Im selben Tonfall fuhr sie zehn Minuten lang fort. Sie malte sich alle möglichen Horrorszenarien aus: dass ihr Mann sich in eine Chinesin verliebt (»Da dürfte ich mich nicht beschweren, wenn ich ihn allein gehen lasse«), dass er aufgrund ihrer Abwesenheit in eine Depression fällt oder dass ihm – »Er ist immer so ungeschickt!« – im Haushalt ein schwerer Unfall passiert.
Je länger ich ihr zuhörte, desto mehr erschien mir ihr »Nein« als ein Dolch, den sie ihrem geliebten Mann einfach nicht ins Herz rammen wollte.
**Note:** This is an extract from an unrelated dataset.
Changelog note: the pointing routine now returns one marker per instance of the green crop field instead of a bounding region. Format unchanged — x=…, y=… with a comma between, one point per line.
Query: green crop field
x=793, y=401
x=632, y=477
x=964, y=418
Dann beschriftete ich eine neue Pappe: »Ein Nein nützt allen!« Ich bat sie, sich nun auf diese Pappe zu stellen: »Malen Sie sich aus, dass Ihr Nein eine gute Tat ist. Dass es auf der ganzen Welt kein besseres, kein sozialeres Wort gibt. Begründen Sie nun, warum es gut wäre, wenn Sie Nein sagen, für Sie, für Ihren Mann, ja überhaupt.«
Hilflos stand sie da und suchte nach Worten. Ein paar Mal hob sie zu sprechen an, aber verstummte wieder. Es dauerte bestimmt zwei Minuten, bis sie in Fahrt kam: »Also, mir würde ein Nein nützen, weil ich nicht aus meiner Karriere gerissen würde. Ich könnte dort bleiben, wo meine Freunde sind und ich am liebsten bin: in dieser Stadt. Und ich würde es mir ersparen, mich in China womöglich ein ganzes Jahr zu langweilen.« Sie führte noch ein paar weitere Argumente an, bis ich nachfragte, inwiefern denn ihr Mann von einem Nein profitieren könnte?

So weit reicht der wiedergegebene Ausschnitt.